Following on from the well-attended and thoroughly entertaining Post-War Murals Study Day, organised by TACS Chair Lynn Pearson in November last year, the Society is focusing on murals this year. We are asking members and supporters of the Society to help us research and record examples throughout the country. One person who got in quick—because we met him at the Study Day, was artist Francis Carr who is justifiably concerned about the future of his own Magic Garden mosaic at the New King’s Primary School in Kings Road, Fulham.
Francis Carr’s work is currently little known, but he has been a very prolific artist, and deserves full assessment. Magic Garden is a mixed-media mural, in relief featuring a large number of screen-printed tiles produced by Carr himself.
Using the light from an adjacent window as a starting point for the positioning of the various media, Francis Carr used no less than 25 different sorts of materials in the work.
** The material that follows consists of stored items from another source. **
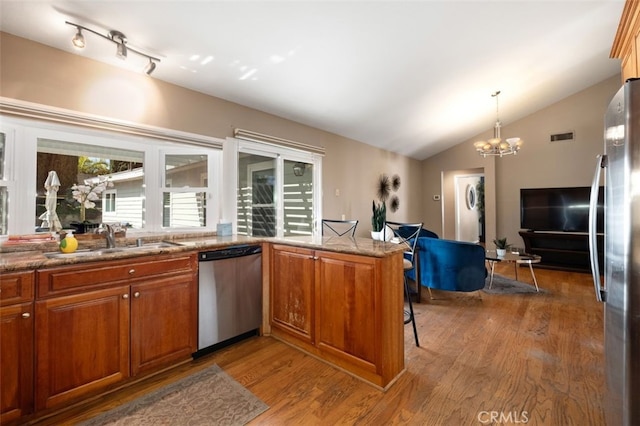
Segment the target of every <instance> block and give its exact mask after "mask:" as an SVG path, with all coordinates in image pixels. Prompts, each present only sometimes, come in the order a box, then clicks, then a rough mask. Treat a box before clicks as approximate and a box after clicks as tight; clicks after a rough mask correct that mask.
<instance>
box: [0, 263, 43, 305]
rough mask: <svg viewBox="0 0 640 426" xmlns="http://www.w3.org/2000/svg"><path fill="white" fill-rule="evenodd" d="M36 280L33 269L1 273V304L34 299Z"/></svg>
mask: <svg viewBox="0 0 640 426" xmlns="http://www.w3.org/2000/svg"><path fill="white" fill-rule="evenodd" d="M34 281H35V274H34V273H33V271H29V272H11V273H8V274H0V289H1V291H0V306H8V305H15V304H17V303H24V302H30V301H32V300H33V292H34Z"/></svg>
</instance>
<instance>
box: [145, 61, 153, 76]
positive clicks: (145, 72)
mask: <svg viewBox="0 0 640 426" xmlns="http://www.w3.org/2000/svg"><path fill="white" fill-rule="evenodd" d="M155 69H156V63H155V62H153V59H151V58H149V63H148V64H147V66H146V67H144V73H145V74H147V75H151V73H152V72H153V71H154V70H155Z"/></svg>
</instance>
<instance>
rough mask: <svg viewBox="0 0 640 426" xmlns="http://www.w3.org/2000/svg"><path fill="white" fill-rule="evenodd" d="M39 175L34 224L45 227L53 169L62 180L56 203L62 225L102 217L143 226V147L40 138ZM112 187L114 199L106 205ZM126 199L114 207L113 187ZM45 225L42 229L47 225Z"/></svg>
mask: <svg viewBox="0 0 640 426" xmlns="http://www.w3.org/2000/svg"><path fill="white" fill-rule="evenodd" d="M37 144H38V151H37V152H38V154H37V166H36V169H37V173H36V174H37V178H36V223H35V227H36V230H38V229H43V228H42V224H43V223H46V222H43V221H42V218H43V217H44V216H43V215H44V214H45V213H46V211H47V207H46V203H45V200H46V197H47V195H46V189H45V186H44V184H43V183H44V182H45V180H46V178H47V175H48V173H49V171H52V170H54V171H55V172H56V173H57V175H58V178H59V180H60V187H59V189H58V193H57V202H56V204H55V210H56V214H57V216H58V218H59V220H60V223H61V224H62V227H63V228H75V229H84V227H83V226H81V225H79V224H82V223H91V224H94V225H98V224H100V223H102V222H108V223H120V224H122V225H124V226H127V227H130V228H138V229H139V228H142V227H143V223H144V220H145V218H144V209H143V202H144V201H143V200H144V154H145V153H144V151H134V150H129V149H123V148H117V149H116V148H110V147H108V146H102V145H100V146H97V145H89V144H86V143H84V144H83V143H76V142H69V141H61V140H52V139H46V138H38V141H37ZM105 190H106V191H109V194H110V195H109V197H108V198H109V199H110V201H111V198H112V197H113V202H112V203H111V204H110V206H109V208H111V210H107V207H106V206H105V205H104V202H105V200H106V199H107V196H106V194H107V193H106V192H105ZM116 191H119V192H120V194H121V198H122V200H121V201H122V202H121V203H119V205H118V208H117V210H116V206H115V192H116ZM43 230H44V229H43Z"/></svg>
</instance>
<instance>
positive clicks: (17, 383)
mask: <svg viewBox="0 0 640 426" xmlns="http://www.w3.org/2000/svg"><path fill="white" fill-rule="evenodd" d="M7 275H8V274H7ZM4 278H5V277H2V283H3V284H4ZM2 289H3V290H4V285H3V286H2ZM32 410H33V302H29V303H22V304H15V305H11V306H3V307H0V424H4V423H8V422H10V421H14V420H16V419H18V418H20V417H22V416H24V415H26V414H29V413H31V411H32Z"/></svg>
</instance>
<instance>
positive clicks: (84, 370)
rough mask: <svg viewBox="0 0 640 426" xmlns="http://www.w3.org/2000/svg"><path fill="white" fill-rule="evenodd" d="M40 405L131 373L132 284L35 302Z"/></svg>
mask: <svg viewBox="0 0 640 426" xmlns="http://www.w3.org/2000/svg"><path fill="white" fill-rule="evenodd" d="M36 339H37V340H36V376H37V384H38V386H37V387H36V409H45V408H50V407H55V406H60V405H62V404H64V403H66V402H68V401H71V400H73V399H74V398H77V397H79V396H81V395H84V394H87V393H90V392H92V391H97V390H100V389H103V388H105V387H106V386H108V385H110V384H113V383H116V382H119V381H121V380H123V379H125V378H127V377H129V287H128V286H119V287H113V288H108V289H102V290H96V291H92V292H86V293H81V294H76V295H70V296H63V297H57V298H52V299H47V300H41V301H37V302H36Z"/></svg>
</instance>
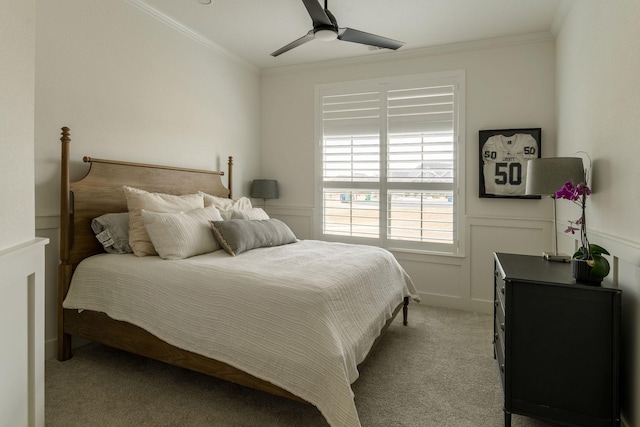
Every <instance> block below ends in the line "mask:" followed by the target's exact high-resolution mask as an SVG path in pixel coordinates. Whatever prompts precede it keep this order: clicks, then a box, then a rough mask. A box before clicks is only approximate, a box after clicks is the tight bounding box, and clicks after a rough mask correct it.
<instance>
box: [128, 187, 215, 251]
mask: <svg viewBox="0 0 640 427" xmlns="http://www.w3.org/2000/svg"><path fill="white" fill-rule="evenodd" d="M122 188H123V190H124V195H125V196H126V198H127V208H128V209H129V245H131V249H133V253H134V254H135V255H137V256H146V255H157V254H158V253H157V252H156V250H155V249H154V247H153V244H152V243H151V239H150V238H149V234H148V233H147V230H146V229H145V227H144V222H143V221H142V209H144V210H146V211H149V212H180V211H190V210H192V209H198V208H203V207H204V198H203V197H202V195H200V194H187V195H184V196H174V195H173V194H163V193H150V192H148V191H145V190H140V189H138V188H133V187H129V186H127V185H125V186H123V187H122Z"/></svg>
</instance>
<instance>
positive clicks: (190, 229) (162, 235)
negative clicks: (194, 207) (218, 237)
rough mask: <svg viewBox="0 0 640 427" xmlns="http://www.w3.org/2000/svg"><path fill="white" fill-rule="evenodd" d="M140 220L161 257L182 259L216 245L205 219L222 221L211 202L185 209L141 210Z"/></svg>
mask: <svg viewBox="0 0 640 427" xmlns="http://www.w3.org/2000/svg"><path fill="white" fill-rule="evenodd" d="M142 221H143V222H144V226H145V228H146V229H147V233H149V237H150V238H151V243H153V247H154V248H155V250H156V251H157V252H158V255H160V257H161V258H164V259H183V258H189V257H192V256H194V255H200V254H206V253H209V252H213V251H216V250H218V249H220V245H219V244H218V242H217V241H216V239H215V238H214V237H213V233H212V232H211V225H210V224H209V221H222V217H221V216H220V212H218V209H216V207H215V206H208V207H206V208H199V209H194V210H191V211H187V212H149V211H146V210H144V209H143V210H142Z"/></svg>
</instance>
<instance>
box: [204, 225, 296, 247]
mask: <svg viewBox="0 0 640 427" xmlns="http://www.w3.org/2000/svg"><path fill="white" fill-rule="evenodd" d="M211 228H212V229H213V235H214V236H215V237H216V240H217V241H218V243H220V246H222V249H224V250H225V251H227V252H228V253H229V254H230V255H232V256H236V255H239V254H241V253H242V252H246V251H249V250H251V249H256V248H263V247H267V246H280V245H286V244H289V243H295V242H297V241H298V240H297V239H296V236H295V235H294V234H293V231H291V230H290V229H289V227H287V225H286V224H285V223H284V222H282V221H280V220H277V219H275V218H271V219H266V220H246V219H230V220H228V221H211Z"/></svg>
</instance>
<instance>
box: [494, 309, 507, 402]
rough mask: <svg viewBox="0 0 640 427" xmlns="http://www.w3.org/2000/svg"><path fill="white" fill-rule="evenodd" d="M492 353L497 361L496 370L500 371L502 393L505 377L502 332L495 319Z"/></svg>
mask: <svg viewBox="0 0 640 427" xmlns="http://www.w3.org/2000/svg"><path fill="white" fill-rule="evenodd" d="M493 345H494V352H495V354H496V359H497V361H498V369H499V371H500V382H501V384H502V388H503V391H504V377H505V375H504V374H505V357H504V332H503V331H502V329H501V327H500V324H499V323H498V319H497V318H496V319H495V334H494V340H493Z"/></svg>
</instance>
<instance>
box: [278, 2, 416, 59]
mask: <svg viewBox="0 0 640 427" xmlns="http://www.w3.org/2000/svg"><path fill="white" fill-rule="evenodd" d="M327 1H328V0H325V1H324V9H323V8H322V6H321V5H320V3H318V0H302V3H304V6H305V7H306V8H307V12H309V15H310V16H311V20H312V21H313V29H312V30H310V31H309V32H308V33H307V34H305V35H304V36H302V37H300V38H299V39H297V40H294V41H292V42H291V43H289V44H288V45H286V46H284V47H282V48H280V49H278V50H276V51H275V52H273V53H272V54H271V56H274V57H275V56H278V55H281V54H283V53H285V52H287V51H289V50H291V49H293V48H294V47H298V46H300V45H303V44H304V43H306V42H309V41H311V40H313V39H318V40H323V41H331V40H335V39H338V40H342V41H346V42H352V43H360V44H365V45H368V46H374V47H380V48H385V49H393V50H396V49H398V48H400V47H402V46H403V45H404V42H400V41H397V40H393V39H389V38H386V37H382V36H377V35H375V34H370V33H365V32H364V31H359V30H354V29H353V28H340V27H338V23H337V21H336V18H335V16H333V14H332V13H331V12H329V9H327Z"/></svg>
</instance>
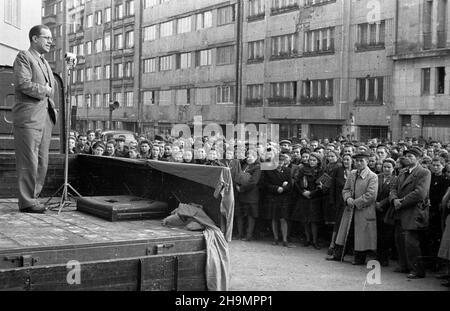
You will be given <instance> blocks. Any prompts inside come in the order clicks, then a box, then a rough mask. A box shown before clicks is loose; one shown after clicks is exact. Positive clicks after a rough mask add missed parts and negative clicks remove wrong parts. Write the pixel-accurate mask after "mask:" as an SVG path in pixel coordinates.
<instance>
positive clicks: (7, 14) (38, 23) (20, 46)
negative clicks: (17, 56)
mask: <svg viewBox="0 0 450 311" xmlns="http://www.w3.org/2000/svg"><path fill="white" fill-rule="evenodd" d="M41 6H42V4H41V1H24V0H3V1H2V3H1V5H0V29H1V31H0V65H9V66H12V65H13V63H14V59H15V58H16V55H17V53H18V52H19V51H21V50H27V49H28V48H29V47H30V40H29V38H28V33H29V31H30V29H31V27H33V26H35V25H39V24H40V23H41V16H40V14H36V12H41ZM0 105H1V104H0Z"/></svg>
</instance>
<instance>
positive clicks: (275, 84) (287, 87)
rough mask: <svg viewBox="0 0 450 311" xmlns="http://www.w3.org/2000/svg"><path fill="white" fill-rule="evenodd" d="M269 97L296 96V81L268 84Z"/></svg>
mask: <svg viewBox="0 0 450 311" xmlns="http://www.w3.org/2000/svg"><path fill="white" fill-rule="evenodd" d="M270 97H271V98H280V99H283V98H285V99H294V100H295V99H296V98H297V82H295V81H293V82H278V83H271V84H270Z"/></svg>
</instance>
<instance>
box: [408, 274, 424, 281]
mask: <svg viewBox="0 0 450 311" xmlns="http://www.w3.org/2000/svg"><path fill="white" fill-rule="evenodd" d="M406 277H407V278H408V279H411V280H414V279H423V278H424V277H425V275H424V274H417V273H414V272H412V273H410V274H408V275H407V276H406Z"/></svg>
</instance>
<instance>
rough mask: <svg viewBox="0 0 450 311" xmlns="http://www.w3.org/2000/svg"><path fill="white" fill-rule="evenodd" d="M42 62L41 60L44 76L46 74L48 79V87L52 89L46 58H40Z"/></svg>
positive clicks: (46, 75) (49, 75) (46, 76)
mask: <svg viewBox="0 0 450 311" xmlns="http://www.w3.org/2000/svg"><path fill="white" fill-rule="evenodd" d="M39 58H40V60H41V64H42V66H44V68H45V69H44V74H45V78H46V79H47V82H48V85H49V86H50V87H51V86H52V80H51V79H50V73H49V71H48V66H47V62H46V61H45V58H44V56H42V55H41V56H39Z"/></svg>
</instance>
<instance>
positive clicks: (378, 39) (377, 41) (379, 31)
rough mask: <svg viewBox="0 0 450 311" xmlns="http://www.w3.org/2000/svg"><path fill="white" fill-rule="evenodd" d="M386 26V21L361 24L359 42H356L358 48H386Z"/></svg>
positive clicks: (358, 31) (358, 36)
mask: <svg viewBox="0 0 450 311" xmlns="http://www.w3.org/2000/svg"><path fill="white" fill-rule="evenodd" d="M385 28H386V27H385V21H381V22H378V23H373V24H368V23H364V24H359V25H358V42H357V44H356V48H357V50H361V49H367V48H370V47H382V48H384V41H385Z"/></svg>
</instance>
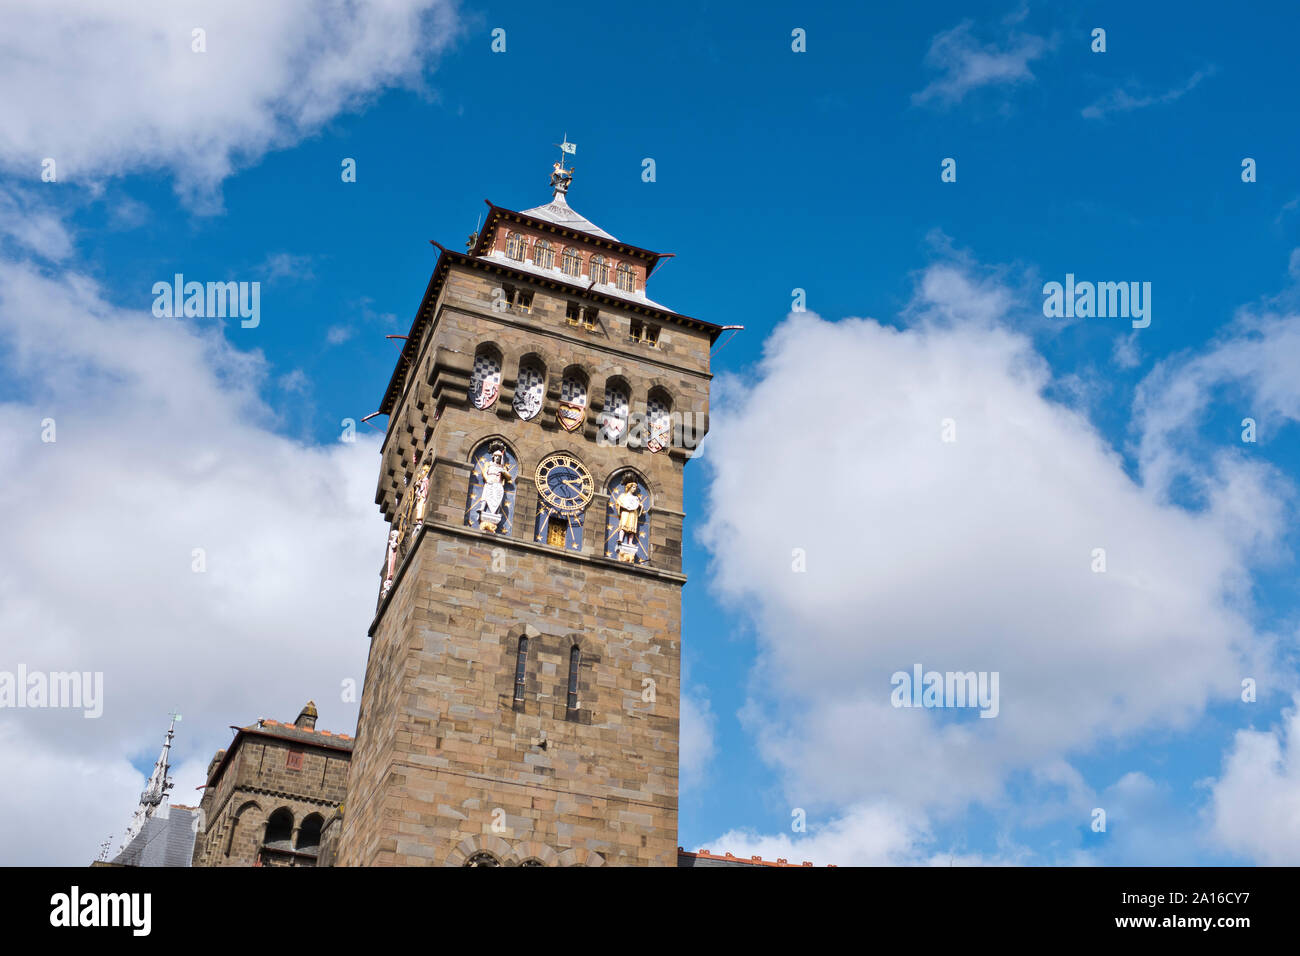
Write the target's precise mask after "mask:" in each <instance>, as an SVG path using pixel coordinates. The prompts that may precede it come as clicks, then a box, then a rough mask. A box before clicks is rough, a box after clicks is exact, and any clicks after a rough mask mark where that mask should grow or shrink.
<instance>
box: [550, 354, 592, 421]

Mirrors, enamel, resins, copper, tree bark, marble, cork, shell, porcelain and even two clock faces. The range of subject matter depicted is staggering too–flowers, animals, birds, landscapes, rocks, historical references and etchings. The mural was an open invitation to the pupils to look carefully and investigate the contours, textures and qualities of each material. It was a visually kaleidoscopic, tactile, artwork that was interactive before the phrase was ever coined.
Sadly the school became concerned that children might harm themselves on the mural and had it boarded up. It has not been seen by anyone for over a decade now. The Society hopes to assist the school in applying for a grant to uncover the mural and Francis Carr has agreed to do the necessary renovation and repairs (if any) for free. Whether health and safety concerns will necessitate a discreet barrier will then have to be considered.
This is very exciting and fits neatly into our wider campaign for 2008. Murals are for everyone and the post-war years were a time of tremendous experimentation and exuberance for Public Art—as well as architecture. Our campaign hopes to highlight that and show that unfortunately many are not protected—listing will only be an option for the few that happen to be on very good buildings—far more deserve to survive.